While efficiency in a legal system is certainly to be desired, speed cannot be privileged over due process. But since the trial by media has already declared the Talwars guilty, the legal process seems a mere formality, perhaps even a waste of time.

Having demonised the Talwars (as decadent perverts, corrupt manipulators, neglectful parents, honour-killers and so on) the print and electronic media have failed miserably to uphold even the basic tenets of professional journalism. On April 16, when Investigating Officer AGL Kaul declared the Talwars to be the killers, it made headline news, even though the allegation was neither new nor backed by corroborative evidence. When the very next day, Kaul’s neat thesis kept falling apart during cross-examination, the media never bothered to report it. What went unreported in the process was Kaul’s claim that he continued to stand by every word of the closure report. But the same closure report also says there was not enough evidence to chargesheet the Talwars.

So how does it all add up? Actually, it doesn’t.
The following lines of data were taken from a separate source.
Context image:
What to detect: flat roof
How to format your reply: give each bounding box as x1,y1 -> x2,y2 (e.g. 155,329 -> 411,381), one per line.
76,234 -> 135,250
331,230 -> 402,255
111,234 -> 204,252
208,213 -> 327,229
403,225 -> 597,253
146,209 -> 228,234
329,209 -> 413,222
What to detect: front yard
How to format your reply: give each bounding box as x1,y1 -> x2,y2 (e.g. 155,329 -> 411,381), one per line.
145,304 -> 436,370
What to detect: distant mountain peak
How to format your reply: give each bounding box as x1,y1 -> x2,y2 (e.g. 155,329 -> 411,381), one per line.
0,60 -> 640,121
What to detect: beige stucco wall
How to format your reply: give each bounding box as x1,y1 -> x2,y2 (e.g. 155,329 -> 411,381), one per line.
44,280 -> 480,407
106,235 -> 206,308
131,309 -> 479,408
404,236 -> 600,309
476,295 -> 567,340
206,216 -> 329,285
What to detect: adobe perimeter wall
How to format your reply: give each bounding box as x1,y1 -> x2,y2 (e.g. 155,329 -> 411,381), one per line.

Here are a few examples of what the media never told us. The media never told us that the Talwars’ domestic help, Bharti, the first to enter the house after the murders, had inadvertently confessed to being tutored by the CBI. The media never told us that Dr. Naresh Raj’s observation (having conducted the autopsy on Hemraj’s body) that the “swollen penis” on the cadaver was proof that he was either having sex or preparing for it was based not on any “scientific authority” but his own experience as a married man! Medical science explains that a cadaver exposed to extreme heat commonly manifests such swelling. Hemraj’s body lay in the heat for 36 hours before it was discovered. More importantly, the CBI is now claiming that the pillowcase with Hemraj’s blood and DNA had been recovered not from Krishna but Hemraj’s room. Why the turnaround? The muddle they say was created by a “typographical error.” From no angle does this appear to be an open-and-shut case.
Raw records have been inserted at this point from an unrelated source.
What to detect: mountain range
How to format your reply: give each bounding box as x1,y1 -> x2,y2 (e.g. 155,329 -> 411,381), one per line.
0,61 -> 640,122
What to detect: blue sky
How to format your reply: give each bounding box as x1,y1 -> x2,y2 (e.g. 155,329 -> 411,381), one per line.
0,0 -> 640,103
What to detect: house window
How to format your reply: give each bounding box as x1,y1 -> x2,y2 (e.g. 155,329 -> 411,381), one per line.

The presumption of innocence till guilt is proven is a cardinal principle of criminal justice. Those who genuinely want justice for Aarushi and Hemraj should insist on a fair trial as well as ethical standards from the media. There must be room for reasonable doubt and a realisation that since none of us was at the scene of the crime, we cannot know what happened.

As the May 2006 Supreme Court judgment in Zahira Habibullah Sheikh and Others vs. State of Gujarat categorically states, there can be no fair trial without “an impartial judge, a fair prosecutor and an atmosphere of judicial calm.” What is unfolding around the trial is a travesty of this idea.

We can only hope that the courts will uphold a rule of law that believes as much in protecting the innocent as punishing the guilty and refuse to be persuaded by the “collective conscience” of a lynch-mob.

(Shohini Ghosh is Sajjad Zaheer Professor at the AJK Mass Communication Research Centre, Jamia Millia Islamia)Note: Due to an editing error, the 14 witnesses that the Talwars want to testify in court were wrongly described as police officers. Only nine of them are with the police.